Eventually, she does get into a relationship with a man who knows about Belle and her sex work and accepts it as part of the relationship agreement. I suspected from the beginning that this would be the scenario that prompted some people to recommend this show as poly-ish, but I strongly disagree.
The woman who coined the term polyamory, Morning Glory Zell (we can argue over whether it's her or Jennifer Wesp another time, but the first time we see the term in print is with Morning Glory so that's the source I'm using here), Morning Glory has been quoted as defining the term polyamory as such:
The two essential ingredients of the concept of "polyamory" are "more than one" and "loving." That is, it is expected that the people in such relationships have a loving emotional bond, are involved in each other's lives multi-dimensionally, and care for each other. This term is not intended to apply to merely casual recreational sex, anonymous orgies, one-night stands, pick-ups, prostitution, "cheating", serial monogamy, or the popular definition of swinging as "mate-swapping" parties.
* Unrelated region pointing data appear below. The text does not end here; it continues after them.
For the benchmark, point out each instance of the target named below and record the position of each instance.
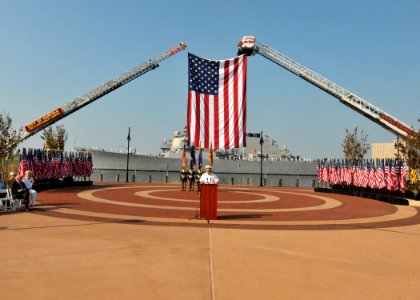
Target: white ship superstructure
(172, 148)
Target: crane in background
(106, 88)
(248, 46)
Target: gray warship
(235, 166)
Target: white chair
(4, 199)
(15, 204)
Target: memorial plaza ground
(145, 241)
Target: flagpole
(261, 143)
(128, 154)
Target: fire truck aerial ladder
(95, 94)
(248, 46)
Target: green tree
(9, 139)
(54, 140)
(355, 147)
(409, 150)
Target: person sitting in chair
(19, 192)
(28, 180)
(209, 177)
(184, 177)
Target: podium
(208, 201)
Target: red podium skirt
(208, 201)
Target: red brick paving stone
(286, 200)
(352, 207)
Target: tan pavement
(54, 258)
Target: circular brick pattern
(238, 207)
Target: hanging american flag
(216, 102)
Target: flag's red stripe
(226, 102)
(197, 119)
(235, 104)
(189, 117)
(216, 122)
(206, 121)
(244, 100)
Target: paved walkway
(144, 242)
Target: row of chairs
(7, 202)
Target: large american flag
(216, 102)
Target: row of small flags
(193, 160)
(380, 174)
(55, 165)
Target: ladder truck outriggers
(106, 88)
(248, 46)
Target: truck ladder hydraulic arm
(248, 46)
(76, 104)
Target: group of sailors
(22, 188)
(192, 176)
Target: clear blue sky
(54, 51)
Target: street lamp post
(261, 143)
(128, 154)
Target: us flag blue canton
(203, 75)
(216, 116)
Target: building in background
(383, 150)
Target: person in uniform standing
(191, 178)
(19, 192)
(209, 177)
(183, 176)
(198, 176)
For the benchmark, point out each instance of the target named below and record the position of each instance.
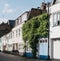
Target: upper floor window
(56, 19)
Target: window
(19, 32)
(56, 19)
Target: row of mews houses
(13, 41)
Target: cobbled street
(9, 57)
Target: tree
(34, 29)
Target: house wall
(54, 29)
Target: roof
(11, 23)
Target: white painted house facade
(14, 40)
(55, 30)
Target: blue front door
(43, 49)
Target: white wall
(54, 30)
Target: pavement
(9, 57)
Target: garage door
(56, 49)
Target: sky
(11, 9)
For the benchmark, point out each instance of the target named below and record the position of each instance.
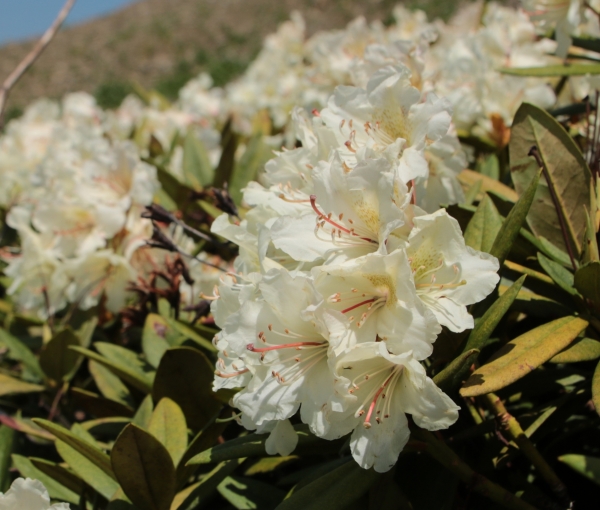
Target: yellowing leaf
(523, 355)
Morning Glory very specifically excluded prostitution in her definition, and given the way that Bell does sex work where it is a fairly stereotypical version of the sex worker having sex purely for money and there are no emotional connections involved except perhaps some fondness for her regulars, but certainly no "interdimensional" lives, I think that this exclusion is fair to apply here.
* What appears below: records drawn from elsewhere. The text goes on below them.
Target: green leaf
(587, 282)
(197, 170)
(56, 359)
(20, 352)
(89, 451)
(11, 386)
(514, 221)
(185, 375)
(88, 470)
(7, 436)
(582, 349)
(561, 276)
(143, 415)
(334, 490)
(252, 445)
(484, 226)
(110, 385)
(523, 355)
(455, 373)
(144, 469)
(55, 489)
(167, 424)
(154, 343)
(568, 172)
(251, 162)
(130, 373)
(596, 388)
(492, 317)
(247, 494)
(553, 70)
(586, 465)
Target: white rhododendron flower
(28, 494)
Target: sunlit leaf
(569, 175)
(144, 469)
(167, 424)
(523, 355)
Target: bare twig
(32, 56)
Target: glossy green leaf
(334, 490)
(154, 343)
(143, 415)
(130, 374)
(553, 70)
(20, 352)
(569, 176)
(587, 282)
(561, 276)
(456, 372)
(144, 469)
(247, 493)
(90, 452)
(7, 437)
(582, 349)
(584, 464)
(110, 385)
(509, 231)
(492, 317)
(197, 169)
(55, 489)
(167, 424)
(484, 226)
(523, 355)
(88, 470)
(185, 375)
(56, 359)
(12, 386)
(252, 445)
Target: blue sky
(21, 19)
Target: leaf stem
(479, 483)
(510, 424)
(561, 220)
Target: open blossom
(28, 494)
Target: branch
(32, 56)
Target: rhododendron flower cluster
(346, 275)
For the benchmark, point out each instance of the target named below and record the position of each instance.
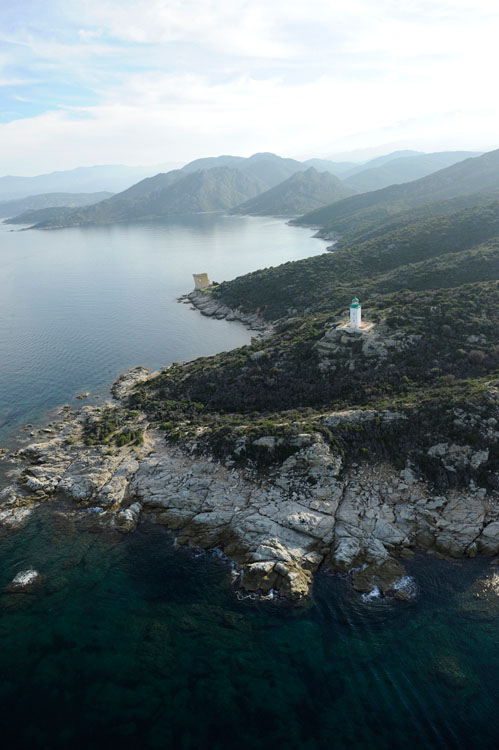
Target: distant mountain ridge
(109, 178)
(50, 200)
(478, 174)
(217, 186)
(301, 192)
(403, 169)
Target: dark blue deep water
(128, 642)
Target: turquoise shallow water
(128, 642)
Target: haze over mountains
(302, 189)
(109, 178)
(474, 176)
(266, 184)
(49, 200)
(380, 173)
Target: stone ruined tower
(201, 280)
(355, 313)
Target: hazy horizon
(144, 83)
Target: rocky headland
(312, 508)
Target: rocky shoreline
(211, 308)
(310, 510)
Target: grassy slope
(398, 259)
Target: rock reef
(279, 527)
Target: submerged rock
(279, 527)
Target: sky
(166, 81)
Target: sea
(129, 641)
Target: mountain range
(379, 174)
(358, 213)
(301, 192)
(109, 178)
(50, 200)
(267, 184)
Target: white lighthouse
(355, 313)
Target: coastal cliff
(312, 508)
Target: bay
(79, 306)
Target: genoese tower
(355, 314)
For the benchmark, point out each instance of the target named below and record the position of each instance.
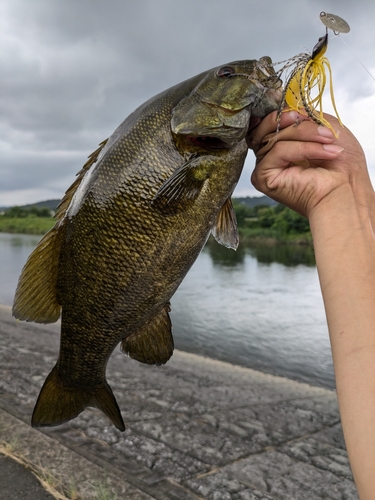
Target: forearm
(342, 227)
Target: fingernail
(331, 148)
(293, 115)
(325, 132)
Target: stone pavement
(196, 428)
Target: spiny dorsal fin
(35, 298)
(65, 202)
(153, 344)
(225, 230)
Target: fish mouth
(212, 142)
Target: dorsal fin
(65, 202)
(35, 298)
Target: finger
(285, 153)
(269, 125)
(307, 131)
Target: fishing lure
(307, 77)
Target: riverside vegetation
(260, 223)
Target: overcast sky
(72, 70)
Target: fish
(132, 224)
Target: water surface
(258, 307)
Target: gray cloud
(72, 71)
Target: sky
(72, 70)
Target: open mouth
(214, 143)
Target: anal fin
(153, 344)
(225, 230)
(35, 298)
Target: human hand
(305, 164)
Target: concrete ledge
(196, 428)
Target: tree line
(278, 218)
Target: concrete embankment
(195, 428)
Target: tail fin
(57, 404)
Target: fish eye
(225, 72)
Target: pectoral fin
(183, 187)
(153, 344)
(225, 230)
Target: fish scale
(132, 225)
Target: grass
(50, 483)
(26, 225)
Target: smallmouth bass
(131, 226)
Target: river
(259, 307)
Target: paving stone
(321, 455)
(288, 479)
(195, 428)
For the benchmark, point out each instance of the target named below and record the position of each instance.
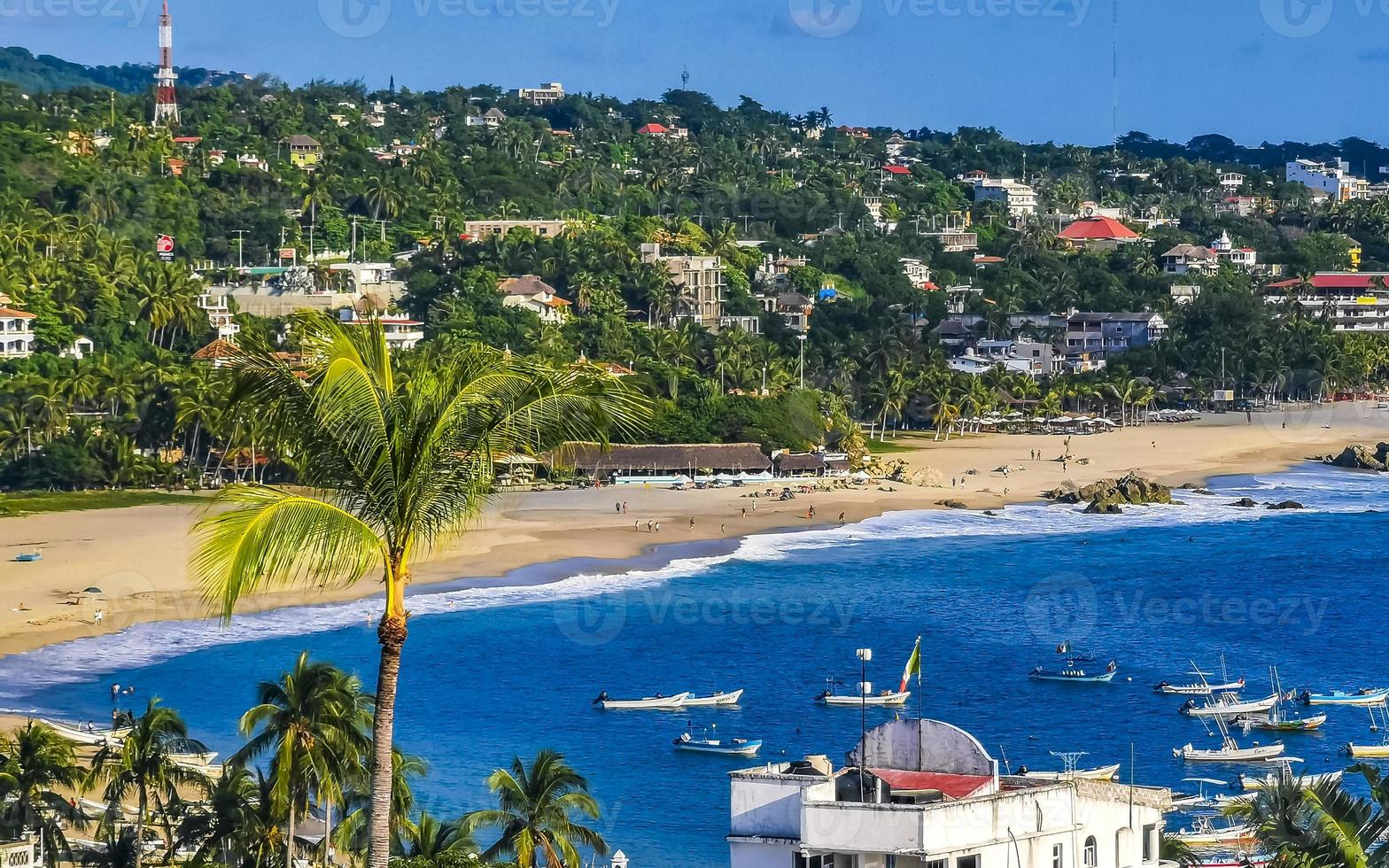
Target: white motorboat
(1206, 833)
(1230, 752)
(650, 703)
(885, 699)
(88, 735)
(717, 699)
(1230, 704)
(1285, 772)
(1105, 772)
(1202, 797)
This doesn't mean that a person can't be both polyamorous and a sex worker, just like some people can be both poly and a swinger or both poly and have casual sex. There are a lot of things that are independent of other things so that it's possible for one person to be both things.
I, for instance, am both a feminist and an atheist. My feminism informs my atheism and my atheism informs my feminism, but they are distinct, independent identites. My lack of belief in any deities is not feminism and my very strong belief in equality for all is absolutely not atheism. And yet, I am both, and the two parts of me work together.
Point is, some of you listeners out there can absolutely be both poly and "prostitutes". However, the act of prostitution is not polyamory (even if your version of sex work is informed by your polyamorous ideals), and more specifically, *Belle's* prostitution is most definitely not polyamory.
As I explained to a partner recently when going over what counts as the "ish" in "poly-ish", I am far more likely to declare a movie to be poly-ISH if it shows multiple loving but platonic relationships like in his favorite poly movie - Butch Cassidy And The Sundance Kid - than if it shows a whole lot of sex happening but no loving connections, like in Sex Monster. Banging a bunch of people does not make it a poly film, and I say that as a poly person who occasionally likes banging a bunch of people.
If you enjoy seeing shows that feature strong yet flawed female protagonists, that are sex-positive, that address social issues of sexuality, class structure, and misogyny, that treat the topics of sex with both grace and humor, and especially if you enjoyed Sex And The City (the original series from the '90s), you might like this show.
But let's be honest here, Hannah isn't even sure she's capable of loving one person, let alone multiple people, and she lacks even basic relationship skills that most of us learned in high school. This is a sex-positive show about sex work, casual sex, and fucking up monogamy, not even remotely about polyamory.